PHGDH Arginine Methylation by PRMT1 Promotes Serine Synthesis and Represents a Therapeutic Vulnerability in Hepatocellular Carcinoma. PHGDH Arginine Methylation by PRMT1 Promotes Serine Synthesis and Represents a Therapeutic Vulnerability in Hepatocellular Carcinoma

Serine synthesis is crucial for tumor growth and survival, but its regulatory mechanism in cancer remains elusive. Here, using integrative metabolomics and transcriptomics analyses, we show a heterogeneity between metabolite and transcript profiles. Specifically, the level of serine in HCC tissues is increased, whereas the expression of phosphoglycerate dehydrogenase (PHGDH), the first rate-limiting enzyme in serine biosynthesis pathway, is dramatically downregulated. Interestingly, the increased serine level is obtained by enhanced PHGDH catalytic activity due to protein arginine methyltransferase 1 (PRMT1)-mediated methylation of PHGDH at arginine 236. PRMT1-mediated PHGDH methylation and activation potentiates serine synthesis, ameliorates oxidative stress, and promotes HCC growth in vitro and in vivo. FBXO7, an E3 ubiquitin ligase which is downregulated in human HCC tissues, ubiquitinates and downregulates PRMT1 to suppress PHGDH methylation and serine synthesis, leading to the inhibition of HCC cell growth. Furthermore, PRMT1-mediated PHGDH methylation correlates with PHGDH hyperactivation and serine accumulation in human HCC tissues, and is predictive of poor prognosis of HCC patients. Notably, blocking PHGDH methylation with a TAT-tagged non-methylated peptide inhibits serine synthesis and restrains HCC growth, both in an HCC patient-derived xenograft (PDX) model and subcutaneous HCC cell-derived xenograft model. Overall, our findings reveal a novel regulatory mechanism of PHGDH activity and serine synthesis, and suggest PHGDH methylation as a potential therapeutic vulnerability in HCC. Overall design: Total RNA from 27 human HCC samples and paired normal liver tissues was extracted and subjected to RNA sequencing with Illumina NovaSeq 6000 by Novogene Inc. (Tianjin, China).

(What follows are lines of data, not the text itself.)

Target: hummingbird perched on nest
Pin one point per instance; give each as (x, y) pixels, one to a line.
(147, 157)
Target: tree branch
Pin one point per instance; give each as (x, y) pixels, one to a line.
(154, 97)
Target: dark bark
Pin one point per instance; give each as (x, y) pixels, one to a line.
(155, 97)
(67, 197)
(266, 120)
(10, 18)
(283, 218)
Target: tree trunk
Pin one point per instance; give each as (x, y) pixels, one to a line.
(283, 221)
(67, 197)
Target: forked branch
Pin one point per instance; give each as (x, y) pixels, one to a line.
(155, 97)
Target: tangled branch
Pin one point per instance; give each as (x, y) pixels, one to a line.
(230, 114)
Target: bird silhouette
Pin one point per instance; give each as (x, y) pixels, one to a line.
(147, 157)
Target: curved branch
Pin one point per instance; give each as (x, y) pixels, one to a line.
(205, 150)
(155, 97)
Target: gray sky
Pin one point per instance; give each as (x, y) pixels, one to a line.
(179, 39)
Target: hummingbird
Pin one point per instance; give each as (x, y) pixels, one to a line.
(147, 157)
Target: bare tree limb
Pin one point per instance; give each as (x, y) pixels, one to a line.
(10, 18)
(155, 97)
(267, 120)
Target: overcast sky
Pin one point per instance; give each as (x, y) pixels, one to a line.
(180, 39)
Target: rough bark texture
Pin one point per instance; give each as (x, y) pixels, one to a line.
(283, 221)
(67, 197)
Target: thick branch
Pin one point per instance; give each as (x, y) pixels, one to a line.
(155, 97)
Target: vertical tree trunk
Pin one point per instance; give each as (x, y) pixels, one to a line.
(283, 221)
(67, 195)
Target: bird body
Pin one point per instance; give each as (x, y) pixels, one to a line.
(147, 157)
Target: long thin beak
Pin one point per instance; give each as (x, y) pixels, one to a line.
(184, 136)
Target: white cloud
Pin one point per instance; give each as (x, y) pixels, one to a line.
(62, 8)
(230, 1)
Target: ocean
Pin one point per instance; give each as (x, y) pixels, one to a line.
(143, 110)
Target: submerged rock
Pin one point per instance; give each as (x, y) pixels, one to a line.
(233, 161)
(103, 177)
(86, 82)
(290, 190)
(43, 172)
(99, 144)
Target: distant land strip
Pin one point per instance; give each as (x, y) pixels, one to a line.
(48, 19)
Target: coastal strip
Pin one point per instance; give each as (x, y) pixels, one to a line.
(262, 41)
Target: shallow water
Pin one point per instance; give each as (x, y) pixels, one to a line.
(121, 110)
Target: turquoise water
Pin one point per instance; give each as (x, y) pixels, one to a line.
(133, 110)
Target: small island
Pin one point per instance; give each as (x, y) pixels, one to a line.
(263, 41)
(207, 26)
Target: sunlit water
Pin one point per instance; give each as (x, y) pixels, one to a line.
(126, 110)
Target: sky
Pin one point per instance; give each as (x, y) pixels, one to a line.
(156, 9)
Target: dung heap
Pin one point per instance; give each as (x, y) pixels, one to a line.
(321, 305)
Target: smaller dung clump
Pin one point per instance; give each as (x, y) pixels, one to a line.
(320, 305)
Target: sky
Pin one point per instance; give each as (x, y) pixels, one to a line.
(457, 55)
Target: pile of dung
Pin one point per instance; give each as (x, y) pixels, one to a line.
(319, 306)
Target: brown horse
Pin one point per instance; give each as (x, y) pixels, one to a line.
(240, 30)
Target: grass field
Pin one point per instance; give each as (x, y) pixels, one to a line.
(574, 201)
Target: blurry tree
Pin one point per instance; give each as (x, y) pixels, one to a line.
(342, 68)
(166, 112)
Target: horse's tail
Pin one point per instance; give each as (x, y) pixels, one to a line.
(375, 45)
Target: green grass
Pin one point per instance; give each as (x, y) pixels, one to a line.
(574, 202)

丝氨酸合成对于肿瘤的生长与存活至关重要，但其在癌症中的调控机制仍未明确。本研究通过整合代谢组学与转录组学分析，揭示了代谢物谱与转录本谱之间的异质性。具体而言，肝细胞癌（hepatocellular carcinoma, HCC）组织中的丝氨酸水平显著升高，而丝氨酸生物合成通路的首个限速酶——磷酸甘油酸脱氢酶（phosphoglycerate dehydrogenase, PHGDH）的表达却被显著下调。有趣的是，这种丝氨酸水平的升高源于PHGDH催化活性的增强，而该活性增强是由蛋白质精氨酸甲基转移酶1（protein arginine methyltransferase 1, PRMT1）介导PHGDH在精氨酸236位点的甲基化所导致。 PRMT1介导的PHGDH甲基化与激活可促进丝氨酸合成、缓解氧化应激，并在体内外促进肝细胞癌的生长。FBXO7是一种在人肝细胞癌组织中表达下调的E3泛素连接酶（E3 ubiquitin ligase），它通过泛素化并下调PRMT1，抑制PHGDH甲基化与丝氨酸合成进程，最终阻碍肝癌细胞的生长。进一步研究表明，PRMT1介导的PHGDH甲基化与人类肝细胞癌组织中PHGDH的过度激活及丝氨酸积累密切相关，且可预测肝细胞癌患者的不良预后。值得注意的是，使用携带TAT标签的非甲基化肽阻断PHGDH甲基化，无论是在患者来源异种移植（patient-derived xenograft, PDX）模型还是皮下肝癌细胞来源的异种移植模型中，均能抑制丝氨酸合成并延缓肝细胞癌的生长。 综上，本研究揭示了PHGDH活性与丝氨酸合成的全新调控机制，并提出PHGDH甲基化可作为肝细胞癌潜在的治疗干预靶点。 整体实验设计：提取27例人肝细胞癌组织及其配对正常肝组织的总RNA，交由中国天津诺禾致源有限公司（Novogene Inc.）使用Illumina NovaSeq 6000平台进行RNA测序。